Many of those people we know in Saranac Lake schools are poised to lose their jobs - 18 of them, a number reduced from 25 after the state budget restored $150,000 in aid. Eight teachers and 10 teaching assistants are on the chopping block.
We're not yet sure what the Tupper Lake and Lake Placid school budgets will look like; we hope they're not this bad.
With 40 full-time-equivalent positions cut in the last five years and two schools closed, the Saranac Lake Central School District long ago passed right-sizing its faculty and staff for a smaller enrollment. What's being cut now is the flesh and bone of a basic education. Saranac Lake schools have long been rated among the highest-scoring districts in the North Country on state tests, but now they are being made mediocre, trending toward poor.
Why? We can primarily blame the state, and the Enterprise has done so sharply, but the governor and Legislature haven't heeded that cry. Given those circumstances, every New York school community has to decide what it's going to do.
What many have been doing, cutting faculty, will hurt kids more than any other option. Giving students less academic attention will have big ripples on thousands of people's futures and the prospects of each community's economy and culture.
The alternatives are not pretty, either, but they need to be explored as long as the state keeps being a jerk by raiding school aid.

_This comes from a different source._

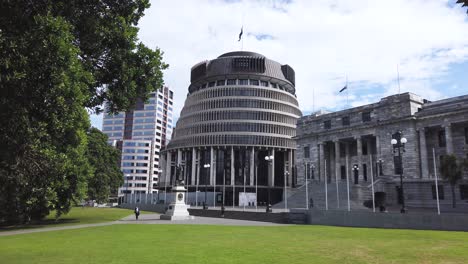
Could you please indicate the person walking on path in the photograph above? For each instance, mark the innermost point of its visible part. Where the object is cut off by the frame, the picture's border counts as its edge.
(137, 212)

We respect district officials' hard, painful work on budgets, but we think the reason they keep laying off teachers year after year is that that's the quickest, easiest way out. It's short-term thinking, repeated annually.

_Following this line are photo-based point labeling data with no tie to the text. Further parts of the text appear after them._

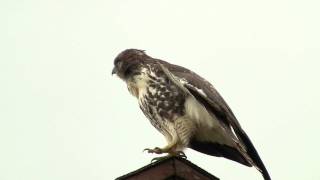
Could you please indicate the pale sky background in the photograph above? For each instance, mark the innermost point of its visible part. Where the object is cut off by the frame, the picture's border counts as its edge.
(64, 117)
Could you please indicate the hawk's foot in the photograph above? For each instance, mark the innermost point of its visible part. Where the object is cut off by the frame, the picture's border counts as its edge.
(176, 154)
(179, 154)
(155, 150)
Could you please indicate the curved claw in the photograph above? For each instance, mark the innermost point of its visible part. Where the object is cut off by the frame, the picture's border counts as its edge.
(181, 154)
(154, 150)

School boards that find themselves slipping into this pattern would do well to develop, in cooperation with their community members, a more long-term vision for sustainability in today's Empire State.
It's going to be painful any way you slice it, but there are more strategic ways to cut that would minimize damage to the quality of the education - which is the point, after all.

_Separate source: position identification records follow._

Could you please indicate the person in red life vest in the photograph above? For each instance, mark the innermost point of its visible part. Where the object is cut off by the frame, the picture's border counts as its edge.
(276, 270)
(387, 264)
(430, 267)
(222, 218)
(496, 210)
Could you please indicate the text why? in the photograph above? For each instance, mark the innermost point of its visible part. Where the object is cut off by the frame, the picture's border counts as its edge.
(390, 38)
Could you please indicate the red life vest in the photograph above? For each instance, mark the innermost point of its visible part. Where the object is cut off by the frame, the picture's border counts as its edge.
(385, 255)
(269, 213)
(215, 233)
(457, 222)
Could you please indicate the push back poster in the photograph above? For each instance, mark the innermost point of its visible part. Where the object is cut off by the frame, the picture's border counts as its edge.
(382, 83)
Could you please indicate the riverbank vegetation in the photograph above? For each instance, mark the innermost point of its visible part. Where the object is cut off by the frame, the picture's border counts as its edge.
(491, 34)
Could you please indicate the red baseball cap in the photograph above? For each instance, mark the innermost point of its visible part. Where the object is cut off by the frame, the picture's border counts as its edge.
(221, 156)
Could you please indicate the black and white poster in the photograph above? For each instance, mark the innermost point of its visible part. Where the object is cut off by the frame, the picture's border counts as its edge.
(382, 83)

Let's envision a less expensive school system that still does a top-tier job of preparing kids. It could have significantly lower administrative pay. (Could one get an excellent superintendent for $80,000 a year? We think so, and that would save a teacher right there.) It could avoid buying technology that's not necessary or money-saving. It could require sports coaches to be volunteers. It could charge more in equipment fees for extracurricular activities, including sports. It could involve mergers between neighboring districts, trying to maintain existing schools but combining district offices, busing, purchasing and other functions. It could also include less pay and benefits to faculty and staff, which hopefully will result from future contract negotiations.
We know these things are not desirable. We don't wish them, either, but it is worse for students if Saranac Lake instead continues lay off 10 instructors a year, indefinitely. (If the proposed budget passed, they'll have cut nearly 60 in the last six years.) We are faced with a choice of evils, and we at the Enterprise see teacher numbers as a priority.
Realistically, we are not sure the long-term cuts we just suggested would save as much money as layoffs would. If not, districts would still be left with shortfalls that would have to come from somewhere: taxes, layoffs, contract renegotiations, increased state aid or a combination of these.
In that case, with more strategic cuts to make schools more sustainable in the long term and if the state is still being a pain in the neck, we think most local residents would be more likely to support a larger property tax increase to cover the difference.
Ultimately, taxpayers have to pay for the education they want, but local property taxes are inherently less fair than state income and sales taxes, which are more based on ability to pay. Also, New York's property taxes are already among the nation's highest.
Our schools are in a tight spot. There's no single, local way out - not tax hikes and definitely not annual rounds of layoffs. The state is constitutionally required to pay for a basic education for all New Yorkers, but until it actually does that, locals need to work out a more comprehensive approach to cutting that spreads the pain away from our kids as much as possible.